POSTED: Friday, May 3, 2013 - 4:29pm
UPDATED: Monday, May 6, 2013 - 6:56pm
A new report from The Centers For Disease Control And Prevention shows the number of suicides among middle-aged Americans increased nearly 30% between 1999 and 2010.
Dr. Ileana Arias is Principle Deputy Director of CDC and she says, "Enhancing a sense of social support so that people feel connected to friends, connected to family, a sense of belonging in their community is effective in reducing the risk for suicide."
Shockingly reports find that suicide deaths have now surpassed car crash fatalities. Experts say the toughest part for those struggling with tendencies is coming forward to receive help.
Kim Nguyen-Finn is a Counselor at UTPA Psychological Services. Nguyen-Finn says, "A lot of the time they are ashamed people are embarrassed to say what they are thinking, they don't want people to think they are crazy, they are afraid somebody is not going to take them seriously."
Health problems and caring for both children and aging parents are also potential stressors for middle-aged people.

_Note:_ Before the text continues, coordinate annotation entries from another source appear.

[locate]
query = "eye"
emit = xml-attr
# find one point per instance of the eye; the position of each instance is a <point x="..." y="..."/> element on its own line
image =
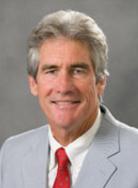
<point x="79" y="71"/>
<point x="50" y="71"/>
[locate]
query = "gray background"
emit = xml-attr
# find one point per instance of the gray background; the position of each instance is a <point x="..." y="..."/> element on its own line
<point x="19" y="111"/>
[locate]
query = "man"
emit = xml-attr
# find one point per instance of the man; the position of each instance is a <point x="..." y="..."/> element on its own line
<point x="83" y="145"/>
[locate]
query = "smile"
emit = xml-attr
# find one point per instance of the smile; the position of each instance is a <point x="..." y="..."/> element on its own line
<point x="68" y="104"/>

Psychologists say the potential reasons for the increase in suicide can be complex, but they definitely believe that the economy can certainly be a factor.
And that may be causing an increase in suicides nationally. Like this scene: flowers left at what was a family's home...crime scene tape around another. "We have a dead body in one of our rooms here."
All places in which adults took their lives, police said it was because they'd been struggling financially.
The National Suicide Prevention Hotline is 1-800-273-TALK.